Just a quick note: Lars has been importing several emacs backup files into CVS lately. I've e-mailed him yesterday about it but he seems to not have gotten my mail since more backup files were added today.

Thanks Ben and Roberto! I have implemented the xml based catalog file format now, and it even has its own acs-automated-testing tests in acs-lang/tcl/test. What you are saying Ben makes a lot of sense and that's basically the approach that we are taking. There is currently no conflict resolution when importing XML file, the file simply takes precedence. I have moved to the more appropriate terminology import/export of catalog files. When exporting, everything that is in the database is dumped, any existing catalog file is backed up to catalog-filename.xml.org.

The catalog xml format is:

<message_catalog package_key="dotlrn" locale="en_US" charset="ISO-8859-1">
  <msg key="pretty_name"> dotLRN</msg>
  ...
</message_catalog>

About the tilde files I will take the full blame for that and it's been corrected. Before I got commit rights I was committing with Lars's account 😊

Are there any considerations concerning the fact that most messages of different locales that are in the same language will be equal, e.g. those in en_US and en_GB?

Would it make sense to consider this either in the datamodel or in the UI at least? I think it is mostly about effort needed for translation, that could be saved if locales of the same language would by default share the same messages and only exceptions from the common message would have to be entered for each locale separetely.

This would get more important if there were languages with many different dialects (are there any?). How does other i18n software deal with this?

Tilmann, thanks for catching this language issue as I think we migth have missed it otherwise.

How about this approach: Typically a package is developed in en_US locale. Then, when Simon sets his preference to en_GB the message lookup will attempt that locale but fall back on en_US in most cases where they are the same. This means the en_GB message catalog file only contains entries for the difference to the en_US locale. Does this make sense? If so the next issue is how to best implement it...

Peter, when we were looking at it the issue we had with the sort
of fallback you are talking about was that unless you were
sort of careful about it, it could be a real performance issue
for any site not a "primary" (fr_CA, es_US etc) where almost
all catalog lookups end up having to go through an extra step or
two to find their message.  It's probably not a big deal if it does not mean going to the DB though.

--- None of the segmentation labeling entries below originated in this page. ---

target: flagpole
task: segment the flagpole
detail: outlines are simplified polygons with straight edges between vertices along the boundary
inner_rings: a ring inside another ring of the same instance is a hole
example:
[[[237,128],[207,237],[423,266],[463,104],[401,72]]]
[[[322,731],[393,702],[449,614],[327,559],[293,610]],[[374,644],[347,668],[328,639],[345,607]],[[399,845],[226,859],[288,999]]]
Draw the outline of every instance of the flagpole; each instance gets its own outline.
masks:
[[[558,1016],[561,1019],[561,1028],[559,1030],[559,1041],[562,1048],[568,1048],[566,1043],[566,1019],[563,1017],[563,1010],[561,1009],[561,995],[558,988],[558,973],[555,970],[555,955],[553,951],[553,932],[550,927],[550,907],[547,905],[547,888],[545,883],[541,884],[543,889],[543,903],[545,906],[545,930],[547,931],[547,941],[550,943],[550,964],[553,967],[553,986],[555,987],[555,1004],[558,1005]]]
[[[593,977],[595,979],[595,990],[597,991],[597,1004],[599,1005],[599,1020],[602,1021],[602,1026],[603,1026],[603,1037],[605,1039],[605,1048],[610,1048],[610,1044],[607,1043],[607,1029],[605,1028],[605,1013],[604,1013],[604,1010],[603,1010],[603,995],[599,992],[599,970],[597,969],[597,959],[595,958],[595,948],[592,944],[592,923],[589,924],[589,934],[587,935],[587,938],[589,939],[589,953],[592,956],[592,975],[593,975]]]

The only other issue is in terms of maintainability, the en_GB entry
where needed is easily overlooked when changing the en_US message.

Maybe it would make sense to only enter the language as message key instead of the full locale in the database if a message should be valid for all locales of that language, and enter the full locale if a message is only valid for one locale. In messages for which both a language-only and a full-locale entry are availabe, the full-locale entry would then override the language-only one (if it matches the specific locale that you are querying for).

I am sure that if it is stored this way it would be possible to write a smart query that does: "select all message keys with language en but prefer en_US if available" for en_US in this example. You could even add a "and if a message is only available in en_GB then I want it too in my resultset".

This way the initial translation could be generic for one language, and as soon as someone feels the need to localize it that can be done by adding the dialect variants.

The insight of someone who has experience with the way this is handled e.g. in GNU gettext would be a valuable input here. Or you want to look through this http://i18n.kde.org/, looks promising.

I think it is important that we avoid complexity where possible. I would like to second Tilmann suggestion: to look for input from others who might have implemented this in another context.